La replica dell'amministrazione comunale

Così sulla vicenda il sindaco di Riposto, Davide Vasta: «Dispiace profondamente per i danni che il ciclone Harry ha provocato ad alcune abitazioni e strutture del nostro territorio. Siamo consapevoli del dramma umano che eventi di questo tipo comportano. Allo stesso tempo, però, l’amministrazione comunale ha il dovere di operare nel pieno rispetto delle norme urbanistiche e dei vincoli che insistono sul nostro territorio, soprattutto in aree particolarmente delicate come la fascia costiera. Il sopralluogo effettuato dagli uffici comunali, anche alla presenza dei Carabinieri, ha fatto emergere alcuni elementi che non potevano essere ignorati: in particolare l’avvio di lavori di scavo e la realizzazione di una gettata di cemento prima della presentazione della pratica edilizia, oltre al fatto che l’intervento risulta insistente su un’area che non risulta di proprietà del soggetto che ha presentato la comunicazione.
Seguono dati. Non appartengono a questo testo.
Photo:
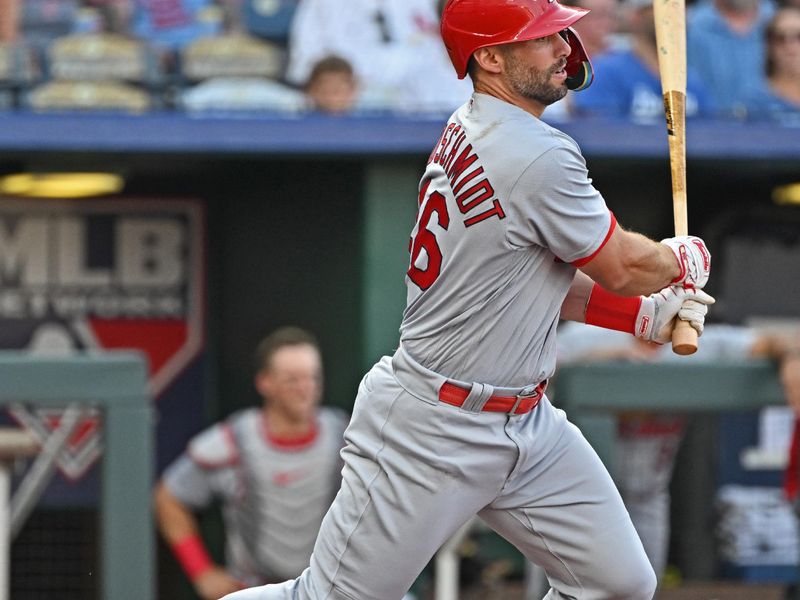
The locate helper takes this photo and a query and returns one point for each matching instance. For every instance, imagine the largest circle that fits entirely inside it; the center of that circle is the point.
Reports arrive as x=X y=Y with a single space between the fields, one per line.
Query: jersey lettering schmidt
x=494 y=222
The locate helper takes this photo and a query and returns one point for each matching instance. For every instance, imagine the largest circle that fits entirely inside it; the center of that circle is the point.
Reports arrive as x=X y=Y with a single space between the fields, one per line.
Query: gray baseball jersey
x=506 y=212
x=274 y=494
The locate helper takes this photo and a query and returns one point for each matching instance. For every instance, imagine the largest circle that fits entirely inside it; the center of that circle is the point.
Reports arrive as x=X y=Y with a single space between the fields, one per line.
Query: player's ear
x=490 y=59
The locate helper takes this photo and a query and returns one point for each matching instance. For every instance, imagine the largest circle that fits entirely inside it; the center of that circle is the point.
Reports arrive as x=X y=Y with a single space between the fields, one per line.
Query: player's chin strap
x=579 y=68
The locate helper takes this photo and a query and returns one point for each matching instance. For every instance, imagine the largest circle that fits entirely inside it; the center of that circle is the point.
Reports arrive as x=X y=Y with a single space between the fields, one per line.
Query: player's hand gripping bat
x=670 y=24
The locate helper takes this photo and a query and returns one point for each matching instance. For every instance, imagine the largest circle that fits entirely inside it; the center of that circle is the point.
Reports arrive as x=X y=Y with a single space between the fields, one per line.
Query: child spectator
x=332 y=87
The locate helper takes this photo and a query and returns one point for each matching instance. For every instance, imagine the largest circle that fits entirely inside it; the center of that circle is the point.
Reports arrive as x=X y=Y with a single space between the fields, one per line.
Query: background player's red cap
x=468 y=25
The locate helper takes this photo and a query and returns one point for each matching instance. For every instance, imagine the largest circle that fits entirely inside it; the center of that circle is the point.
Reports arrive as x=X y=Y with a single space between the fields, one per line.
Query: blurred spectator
x=725 y=47
x=275 y=469
x=393 y=45
x=9 y=21
x=778 y=96
x=172 y=24
x=268 y=19
x=627 y=82
x=36 y=22
x=236 y=73
x=648 y=443
x=600 y=30
x=332 y=87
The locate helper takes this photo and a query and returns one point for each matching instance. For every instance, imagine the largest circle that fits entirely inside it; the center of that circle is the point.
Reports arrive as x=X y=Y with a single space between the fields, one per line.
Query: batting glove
x=655 y=320
x=694 y=260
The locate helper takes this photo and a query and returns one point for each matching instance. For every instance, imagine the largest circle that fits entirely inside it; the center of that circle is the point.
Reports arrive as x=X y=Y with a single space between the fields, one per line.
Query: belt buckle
x=527 y=393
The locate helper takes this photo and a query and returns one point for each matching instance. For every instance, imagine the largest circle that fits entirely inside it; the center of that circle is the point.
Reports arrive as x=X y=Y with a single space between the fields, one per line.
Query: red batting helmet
x=468 y=25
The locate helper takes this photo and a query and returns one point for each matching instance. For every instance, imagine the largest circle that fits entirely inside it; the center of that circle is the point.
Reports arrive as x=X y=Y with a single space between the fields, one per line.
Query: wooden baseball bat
x=670 y=25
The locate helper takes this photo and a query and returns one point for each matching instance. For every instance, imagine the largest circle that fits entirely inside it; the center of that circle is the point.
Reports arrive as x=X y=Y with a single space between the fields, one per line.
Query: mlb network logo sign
x=110 y=274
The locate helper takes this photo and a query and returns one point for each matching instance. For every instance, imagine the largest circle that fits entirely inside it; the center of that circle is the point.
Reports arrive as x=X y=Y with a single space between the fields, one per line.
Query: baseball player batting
x=510 y=236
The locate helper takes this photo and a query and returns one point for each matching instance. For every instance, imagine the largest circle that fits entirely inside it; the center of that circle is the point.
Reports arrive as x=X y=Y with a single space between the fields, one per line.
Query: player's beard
x=532 y=83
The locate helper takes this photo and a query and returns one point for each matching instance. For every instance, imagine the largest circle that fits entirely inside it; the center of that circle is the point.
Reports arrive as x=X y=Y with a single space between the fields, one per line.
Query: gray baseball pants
x=416 y=469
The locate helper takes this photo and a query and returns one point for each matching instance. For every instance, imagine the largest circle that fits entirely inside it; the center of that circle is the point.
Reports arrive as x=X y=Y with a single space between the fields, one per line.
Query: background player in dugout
x=456 y=422
x=275 y=468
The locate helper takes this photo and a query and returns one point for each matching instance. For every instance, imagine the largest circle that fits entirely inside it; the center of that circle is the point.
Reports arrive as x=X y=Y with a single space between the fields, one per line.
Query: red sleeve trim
x=583 y=261
x=791 y=480
x=611 y=311
x=192 y=556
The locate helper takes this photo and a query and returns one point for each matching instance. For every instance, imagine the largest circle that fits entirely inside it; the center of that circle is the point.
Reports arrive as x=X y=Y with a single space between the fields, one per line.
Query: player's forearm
x=180 y=530
x=574 y=306
x=631 y=265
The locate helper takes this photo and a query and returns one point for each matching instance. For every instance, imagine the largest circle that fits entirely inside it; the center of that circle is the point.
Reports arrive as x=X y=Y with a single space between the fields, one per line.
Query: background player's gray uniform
x=506 y=205
x=273 y=497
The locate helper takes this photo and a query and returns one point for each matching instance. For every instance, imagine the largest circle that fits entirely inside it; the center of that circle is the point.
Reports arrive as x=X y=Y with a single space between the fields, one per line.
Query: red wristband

Inoltre, dagli accertamenti tecnici effettuati, l’opera non appare configurarsi come un semplice ripristino del muro preesistente, ma come un intervento che, per caratteristiche e contesto, deve seguire un nuovo iter autorizzativo. Va ricordato che l’area è soggetta a vincoli particolarmente stringenti, tra cui la fascia di inedificabilità entro i 150 metri dalla battigia e il vincolo paesaggistico, che richiedono specifiche autorizzazioni preventive da parte degli enti competenti. Il Comune di Riposto non ha alcun interesse a ostacolare i cittadini che vogliono ricostruire e ripartire dopo un evento calamitoso. Al contrario, siamo sempre disponibili a collaborare con chiunque intenda intervenire nel rispetto delle regole e delle procedure previste. Tuttavia, proprio per tutelare il territorio e garantire equità tra tutti i cittadini, non possiamo derogare alle norme vigenti. Comprendiamo il dolore e le difficoltà vissute da chi ha subito danni dal ciclone, ma il rispetto delle leggi resta un principio fondamentale che questa amministrazione continuerà a garantire con responsabilità e trasparenza».